Inventory

Improving Inventory Turns Without Starving the Line

Inventory turns measure how fast cash moves through your plant. Here is the math, the benchmarks, and the levers that raise turns without causing shortages.

Inventory turns is a cash number wearing an operations badge. Turns equal annual cost of goods sold divided by average inventory value: $24 million of COGS against $4 million of average inventory is 6 turns, and days on hand is 365 divided by 6, about 61 days. Carrying that inventory costs 18 to 30 percent of its value annually in capital, space, insurance, damage, and obsolescence, call it $1 million a year at the midpoint. Move from 6 turns to 8 and average inventory drops to $3 million, freeing $1 million of cash once and saving roughly $250,000 every year after.

Measure it honestly before improving it. Use COGS, not revenue, or margin inflates the answer. Use average inventory across at least 4 quarter-end points, or better, 12 monthly snapshots, because a single year-end reading is usually window-dressed 10 to 20 percent low. Then split turns three ways: raw material, WIP, and finished goods. A plant at 6 overall turns might run 12 on raw, 20 on WIP, and 3 on finished goods, and that split says the problem is the warehouse and the forecast, not the shop floor.

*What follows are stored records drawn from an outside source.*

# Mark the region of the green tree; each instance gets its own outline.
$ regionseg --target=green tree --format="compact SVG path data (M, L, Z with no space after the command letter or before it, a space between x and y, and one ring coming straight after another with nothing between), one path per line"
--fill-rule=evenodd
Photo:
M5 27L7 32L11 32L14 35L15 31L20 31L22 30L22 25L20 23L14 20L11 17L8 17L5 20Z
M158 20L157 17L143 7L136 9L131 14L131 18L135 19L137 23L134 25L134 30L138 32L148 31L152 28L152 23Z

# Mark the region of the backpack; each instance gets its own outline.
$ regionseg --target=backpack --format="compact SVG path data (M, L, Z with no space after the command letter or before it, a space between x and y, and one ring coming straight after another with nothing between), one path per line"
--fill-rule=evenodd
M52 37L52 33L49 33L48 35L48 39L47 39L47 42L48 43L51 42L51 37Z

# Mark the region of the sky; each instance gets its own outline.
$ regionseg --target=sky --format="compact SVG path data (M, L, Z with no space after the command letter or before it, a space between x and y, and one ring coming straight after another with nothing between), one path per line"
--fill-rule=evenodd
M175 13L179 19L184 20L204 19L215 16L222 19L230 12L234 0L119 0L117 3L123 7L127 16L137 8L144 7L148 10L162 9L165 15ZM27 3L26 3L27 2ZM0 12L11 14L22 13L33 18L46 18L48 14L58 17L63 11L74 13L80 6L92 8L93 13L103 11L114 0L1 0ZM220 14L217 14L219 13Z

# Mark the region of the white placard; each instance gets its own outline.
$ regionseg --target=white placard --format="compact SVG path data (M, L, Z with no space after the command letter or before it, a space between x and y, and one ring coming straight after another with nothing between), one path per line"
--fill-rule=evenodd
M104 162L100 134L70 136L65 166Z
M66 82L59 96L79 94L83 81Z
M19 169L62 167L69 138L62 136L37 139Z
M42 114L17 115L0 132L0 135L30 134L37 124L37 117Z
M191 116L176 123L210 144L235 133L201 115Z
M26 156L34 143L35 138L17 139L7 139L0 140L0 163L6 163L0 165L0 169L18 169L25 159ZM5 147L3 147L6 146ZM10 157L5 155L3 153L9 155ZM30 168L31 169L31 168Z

The Inventory Turns calculator gives turns and days on hand from COGS and average inventory in one pass.

Benchmarks vary hard by industry, so compare within your lane. Job shops and heavy equipment run 3 to 5 turns. General discrete manufacturing runs 6 to 10. High-volume automotive suppliers run 12 to 20. Grocery and consumer packaged goods run 15 to 25. Percentile matters more than the absolute: moving from your industry's median to its top quartile typically means 30 to 50 percent less inventory at equal or better service. And always pair turns with a service metric; 10 turns with 88 percent on-time delivery is not an achievement, it is a shortage program.

The levers rank by leverage. Batch size first: cutting average batch size in half cuts cycle stock in half, and setup reduction is what makes that affordable. Lead time second: safety stock scales with the square root of replenishment lead time, so cutting a supplier from 8 weeks to 2 cuts the safety stock for that part by half. Then SKU rationalization: the bottom 20 percent of SKUs commonly hold 5 percent of sales and 25 percent of inventory. Then forecast and schedule discipline, because every schedule break creates a stranded pile somewhere.

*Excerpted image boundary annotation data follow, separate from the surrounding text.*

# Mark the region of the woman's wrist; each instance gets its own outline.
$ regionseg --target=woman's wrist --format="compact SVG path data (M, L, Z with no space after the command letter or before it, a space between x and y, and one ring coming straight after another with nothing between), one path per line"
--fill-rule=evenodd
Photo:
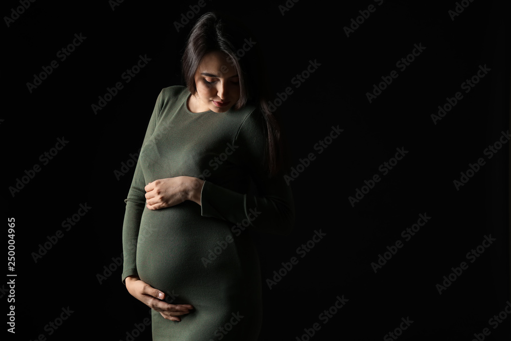
M200 193L202 191L204 180L198 177L189 176L188 188L188 200L200 205Z

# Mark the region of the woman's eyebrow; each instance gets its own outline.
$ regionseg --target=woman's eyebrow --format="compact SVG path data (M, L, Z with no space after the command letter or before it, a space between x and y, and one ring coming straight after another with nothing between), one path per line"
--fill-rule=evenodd
M208 77L216 77L217 78L221 78L221 77L218 77L216 75L214 75L213 74L210 74L208 72L202 72L202 73L201 73L200 74L202 75L202 76L207 76ZM232 78L233 77L238 77L238 74L236 74L234 76L230 76L229 78Z

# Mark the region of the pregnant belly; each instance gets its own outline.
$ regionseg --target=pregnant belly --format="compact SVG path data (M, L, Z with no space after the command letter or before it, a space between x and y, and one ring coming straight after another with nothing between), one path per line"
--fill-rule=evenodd
M185 201L161 210L146 208L142 215L138 276L175 298L174 304L197 304L200 297L242 290L243 254L251 249L247 236L234 236L233 224L200 212L200 206Z

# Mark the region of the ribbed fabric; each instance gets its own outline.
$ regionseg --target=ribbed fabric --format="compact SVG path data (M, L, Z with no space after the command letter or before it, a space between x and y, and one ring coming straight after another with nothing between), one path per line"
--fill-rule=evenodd
M190 96L183 86L171 86L158 96L125 200L122 279L138 275L169 303L195 307L180 322L152 311L153 340L257 340L259 261L244 230L290 232L291 190L282 175L268 178L258 110L192 113ZM205 180L201 206L146 207L145 185L180 175Z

The classic failure mode is cutting inventory by decree. An edict to take inventory down 20 percent by quarter-end gets you exactly that, followed by stockouts in week 3 of the next quarter, expedite fees, and a rebound to higher inventory than before. Inventory is an effect; batch sizes, lead times, forecast error, and minimum order quantities are the causes. The second failure mode is ignoring obsolete stock: dead inventory boosts the denominator forever, and most plants carry 5 to 15 percent of inventory value that has not moved in 12 months. Disposition it; it is already lost.

Also watch WIP, the turn killer nobody owns. WIP is set by Little's Law: WIP equals throughput times lead time, so a line shipping $80,000 a day with a 10 day internal lead time holds $800,000 of WIP by arithmetic, no matter what anyone wishes. Cut internal lead time to 4 days and WIP falls to $320,000. That is why lead time projects are inventory projects, and why plants that chase turns without touching flow time plateau within two quarters.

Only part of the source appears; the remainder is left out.